Nicolas Kazadi, Ministre des Finances ; Adèle Kayinda, Ministre d’État en charge du portefeuille ; et Antoinette Nsamba, Ministre des Mines ; sont les trois membres du gouvernement impliqués dans un scandale minier qui fait perdre à l’État congolais 500 millions de dollars américains le mois.
L’information est révélée par le Député National, élu de l’UNC dans la ville de Bukavu au Sud-Kivu, Alfred Maisha Bishobibiri qui a déposé ce mercredi 24 août, une question écrite aux trois ministres concernés, au sujet de la signature d’un accord de jointe-venture dans l’exploitation des minerais dans les provinces du Nord-Kivu, Sud-Kivu et Maniema.
Il s’agit, d’après cet élu national, de la Société Primera, des droits des Emirats arabes unis, qui est bénéficiaire de cet accord dans lequel, il est convenu de la création de deux Sociétés Primera RDC (Primera Gold et Primera Meltas) pour l’or et pour les trois T.
L’élu de l’UNC met à nu une mafia qui caractérise ce contrat, car dans la création de ces sociétés, chaque Société Primera n’apporte que 20.000 USD, 9.000 USD du gouvernement et 11.000 USD de Primera.
Par ailleurs, un monopole d’exploitation des minerais pendant 25ans a été accordé à Primera dans toutes ces provinces et la RDC s’engage de son côté à engager la Société Sakima à signer un accord avec Primera pour 25 ans de commercialisation des minerais, mais également un régime fiscal privilégié a été accordé à cette Société, mais aussi plusieurs exonérations inégales.

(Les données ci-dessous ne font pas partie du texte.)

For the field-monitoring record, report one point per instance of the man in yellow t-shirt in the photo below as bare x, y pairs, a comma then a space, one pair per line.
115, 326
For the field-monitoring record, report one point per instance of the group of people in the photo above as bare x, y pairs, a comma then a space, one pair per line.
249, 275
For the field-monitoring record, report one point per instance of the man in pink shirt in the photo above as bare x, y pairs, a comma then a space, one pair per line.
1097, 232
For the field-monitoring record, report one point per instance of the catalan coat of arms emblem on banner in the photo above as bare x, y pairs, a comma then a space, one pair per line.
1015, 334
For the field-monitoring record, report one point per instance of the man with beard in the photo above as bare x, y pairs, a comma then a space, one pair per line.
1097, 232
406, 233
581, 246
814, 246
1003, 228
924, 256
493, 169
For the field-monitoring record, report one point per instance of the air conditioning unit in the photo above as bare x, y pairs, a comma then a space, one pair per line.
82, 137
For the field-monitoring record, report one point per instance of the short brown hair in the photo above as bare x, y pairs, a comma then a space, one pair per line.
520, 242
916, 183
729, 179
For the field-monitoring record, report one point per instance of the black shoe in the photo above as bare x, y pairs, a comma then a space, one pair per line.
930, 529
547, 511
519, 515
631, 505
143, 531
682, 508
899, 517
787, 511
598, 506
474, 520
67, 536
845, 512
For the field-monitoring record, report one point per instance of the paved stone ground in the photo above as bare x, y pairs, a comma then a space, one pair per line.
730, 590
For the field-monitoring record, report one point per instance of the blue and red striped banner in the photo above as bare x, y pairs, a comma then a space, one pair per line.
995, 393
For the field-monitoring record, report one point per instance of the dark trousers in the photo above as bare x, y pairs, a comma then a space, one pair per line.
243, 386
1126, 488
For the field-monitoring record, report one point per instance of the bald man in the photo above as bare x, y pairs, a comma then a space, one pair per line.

« À l’exportation du Coltan, Primera payera 3,5% de la valeur de cargaison des marchandises alors que les sociétés congolaises ayant des titres congolais payent 12%. À voir le flux, la République dyémocratique du Congo perd par mois, plus de 500 millions de dollars américains pour les trois provinces », révèle Alfred Maisha.
Au regard de ce bradage des minerais congolais, Alfred Maisha Bishobibiri, accuse ces trois membres du gouvernement d’avoir violé le texte de réglementation du secteur, car le régime conventionnel a été abrogé par le nouveau Code minier, où toutes les sociétés sont traitées de la même manière.
S’agissant du règlement du contentieux, le contrat donne de l’avantage à Primera face à l’État congolais. Ce qui met en mal cet élu du Sud-Kivu, qui ne jure que sur l’annulation de cette Convention afin que l’État congolais recouvre ses droits.